The result is a fundamental bottleneck in agriculture. Many of the world's most important staple crops — wheat, rice, soybeans — use the basic Rubisco-driven photosynthesis pathway and are therefore hobbled by its inefficiency.
Why It Matters for Food Security
According to researchers at the University of Illinois's RIPE project (Realizing Increased Photosynthetic Efficiency), improving photosynthetic efficiency is one of the most promising paths to dramatically increasing crop yields without expanding farmland or increasing fertilizer use. The stakes are high: global food demand is expected to rise by 50–70% by 2050 as population grows and diets shift, while arable land and freshwater supplies remain constrained. Climate change compounds the pressure, as heat and drought stress reduce Rubisco's already limited performance further.
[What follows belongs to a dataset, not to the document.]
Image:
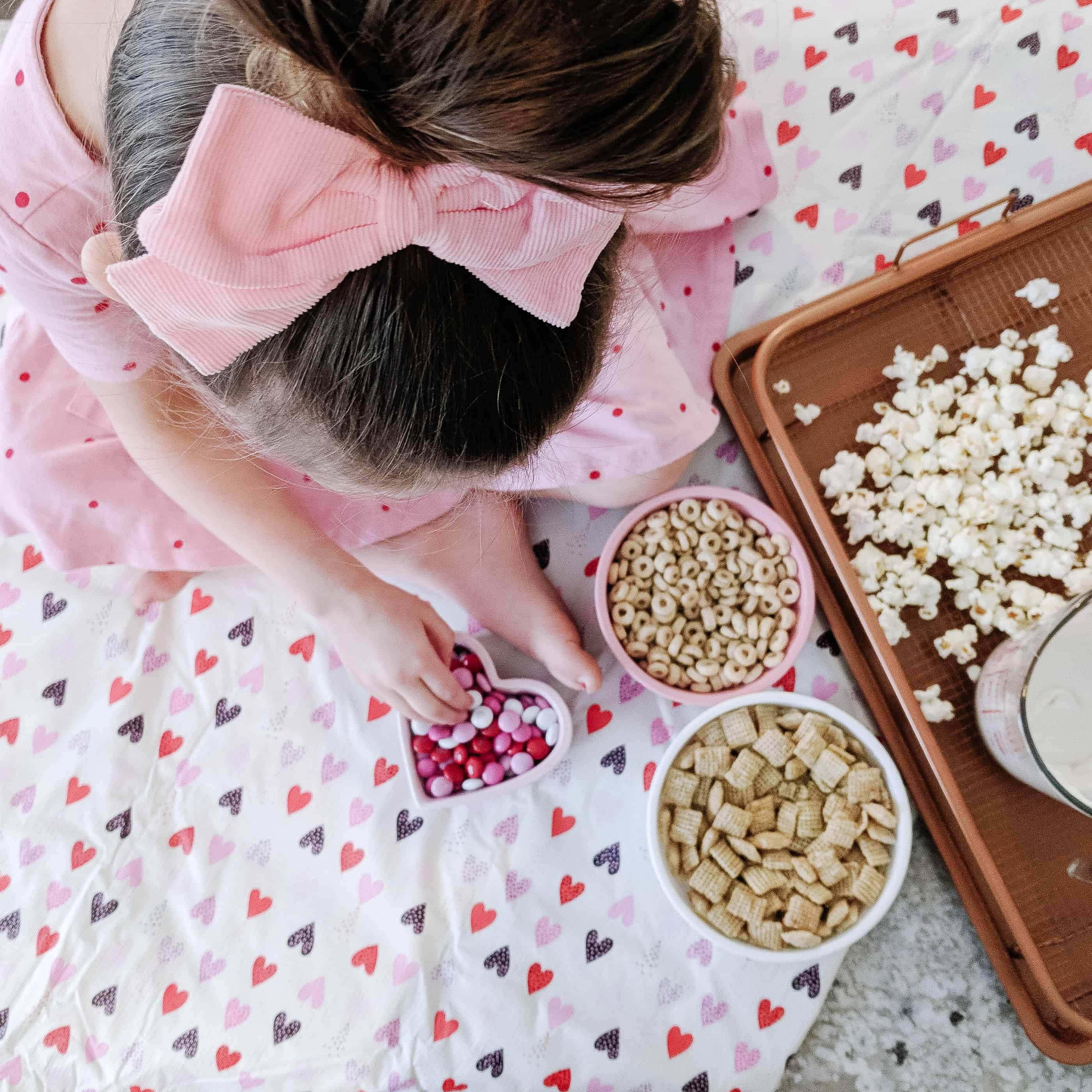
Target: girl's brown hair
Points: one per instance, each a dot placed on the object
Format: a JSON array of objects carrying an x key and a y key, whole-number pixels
[{"x": 580, "y": 95}]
Even a modest improvement in Rubisco's efficiency — say, reducing photorespiration by 20% — could translate into significant yield gains for crops that feed billions of people.
Learning From Algae and Hornworts
Nature has already solved the Rubisco problem, at least in some organisms. Algae and certain microorganisms pack Rubisco into dense compartments called pyrenoids, which flood the enzyme with concentrated CO₂ and dramatically reduce the chance of the costly oxygen-binding error. Pyrenoid-based systems are estimated to mediate roughly one-third of all CO₂ fixation on Earth.
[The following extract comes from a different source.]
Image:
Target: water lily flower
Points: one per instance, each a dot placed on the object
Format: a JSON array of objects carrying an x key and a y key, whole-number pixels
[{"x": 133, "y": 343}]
The challenge has been figuring out how to engineer something similar into crop plants. A key recent breakthrough came from studying hornworts — a humble group of non-vascular land plants. Unlike other land plants, hornworts naturally contain pyrenoid-like compartments. Researchers discovered that a unique molecular feature of the hornwort Rubisco protein, dubbed the STAR region, acts like biological velcro, causing Rubisco molecules to cluster together. Crucially, when scientists introduced this feature into other plant species, Rubisco reorganized in the same way — suggesting the mechanism is portable and could one day be transferred to wheat or rice, according to Technology Networks.
The Road Ahead
Engineering a fully functional carbon-concentrating system into major crops remains a formidable challenge. Researchers still need to build the molecular "ductwork" that shuttles CO₂ into the new compartments and prevent it from leaking back out. The process involves reengineering multiple interacting components simultaneously — a task that will likely take years of field trials before any engineered crop reaches farmers.
Still, the field is advancing rapidly. From directed evolution of Rubisco itself to wholesale transplanting of algal photosynthesis machinery, scientists now have more tools than ever to tackle what may be evolution's biggest unfinished job. If they succeed, the payoff could be among the most consequential agricultural advances in history.